Political games are alive and well in Washington, D.C. First the House releases HR 3962, a disappointing bill with an optimistic and completely misleading name – the Affordable Health Care for America Act. Then the GOP decides it’s an opportune time to release its own bill, which House leader John Boehner says will lower cost and expand access by “making the current system work better” with less government intrusion into the private sector. Sounds great John, only, well, there is no system … and that whole government intrusion line? Well, that brings me to my point. Why do we need a public option again?

It seems politicians on both sides of the aisle have lobbyist-induced amnesia on that aspect. Democrats hope including a public option – no matter how weak and ineffective (a more expensive alternative to private plans that covers 2% of the population? Please!) – is all it takes to please the public, even if it’s designed to fail. Meanwhile, Republicans decry government intervention and propose tweaks around the edges of our disastrous healthcare mess that conveniently avoid touching the profit-driven culprits themselves. In other words, the US has heart disease and our D.C. representatives suggest blood transfusions, an artificial knee replacement and a flu shot.

Case in point: the central aspects of the GOP bill are tort reform, insurance pools, and inter-state policy purchases. Two of the three are already in place in many states – they haven’t budged healthcare costs significantly (tort reform achieves 10% reductions in malpractice insurance, per the CBO.) Tort reform is a good idea anyway, but not for cost curve reasons. The third proposal, while useful, doesn’t help much when insurance costs are out of control nationwide.

Douglas Holtz-Eakin, a senior policy adviser to John McCain’s presidential campaign, knows that now. The same man who touted a $5,000 insurance tax credit per family as the answer to our insurance woes now remains unemployed and his $1,000 per month COBRA is running out. He’s shopping the individual insurance market at age 51 and with a pre-existing condition that insurers cite in denying coverage. Think he’s a bit worried? All politicians should be placed in that situation; maybe they would get a clue.
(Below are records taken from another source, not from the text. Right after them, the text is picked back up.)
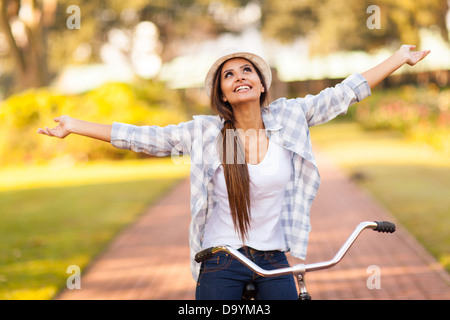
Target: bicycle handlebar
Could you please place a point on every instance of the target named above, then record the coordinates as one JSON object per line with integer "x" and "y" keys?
{"x": 380, "y": 226}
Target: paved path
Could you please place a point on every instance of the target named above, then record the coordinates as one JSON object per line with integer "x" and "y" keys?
{"x": 150, "y": 259}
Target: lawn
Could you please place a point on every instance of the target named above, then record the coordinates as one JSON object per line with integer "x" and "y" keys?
{"x": 57, "y": 216}
{"x": 410, "y": 179}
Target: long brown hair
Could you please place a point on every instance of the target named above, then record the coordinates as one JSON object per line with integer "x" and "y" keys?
{"x": 233, "y": 157}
Anyone familiar with T.R. Reid’s body of work on international universal healthcare systems knows that a public option isn’t a part of many of them (gives “socialized medicine” a rather hollow ring, doesn’t it?) There is a single public payer in some (Canada), multiple private insurance payers in others (Germany, Switzerland) and some countries use a combination (England.) What’s the difference then? Very simply, their ‘private insurers’ are non-profit corporations governed by iron-clad regulations: no loopholes, no kickbacks, no lobbyist favors, no profit or surplus beyond required reserves.
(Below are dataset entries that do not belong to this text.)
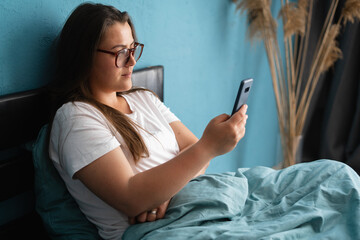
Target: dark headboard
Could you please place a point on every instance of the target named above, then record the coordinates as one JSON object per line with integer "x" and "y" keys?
{"x": 21, "y": 117}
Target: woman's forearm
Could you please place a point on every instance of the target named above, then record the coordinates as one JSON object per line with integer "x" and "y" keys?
{"x": 151, "y": 188}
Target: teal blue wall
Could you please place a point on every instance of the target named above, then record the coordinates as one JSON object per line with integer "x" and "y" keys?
{"x": 202, "y": 45}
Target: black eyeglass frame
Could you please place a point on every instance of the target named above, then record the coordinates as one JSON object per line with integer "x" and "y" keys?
{"x": 129, "y": 50}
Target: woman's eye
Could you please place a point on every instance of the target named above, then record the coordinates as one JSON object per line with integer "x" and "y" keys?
{"x": 123, "y": 52}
Why is that? Insurers are there to provide payment for the care of country residents, with no deliberate and systematized waste and no tricks. Patients are not pawns in a giant profit mill. Now, does this sound like the situation in the US? It seems like the banks and the healthcare industry own Washington, D.C. While Joe Public pays for congressional salaries and benefits (with fantastic health plan choices), lawmakers actually work for Joe Lobbyist. So whatever regulations are placed around the health insurance industry, we can rest assured they will be weak and full of holes by design.

Making sure people are covered and making sure that coverage is affordable are two different things, a distinction neither party has addressed satisfactorily. A strong public option is just one of two methods to keep private insurer prices and practices in line, regulation being the other. But if regulation is to be the answer, we need a representativectomy and a lobbyist exterminator to spray the capital. That seems unlikely. As Nancy Pelosi “mistakenly” left Kucinich’s state single payer amendment out of HR 3962 (as of scheduling this post, it hadn't been reinstated), we can’t vote with our feet by becoming interstate medical refugees. So I’m still pushing for a strong public option.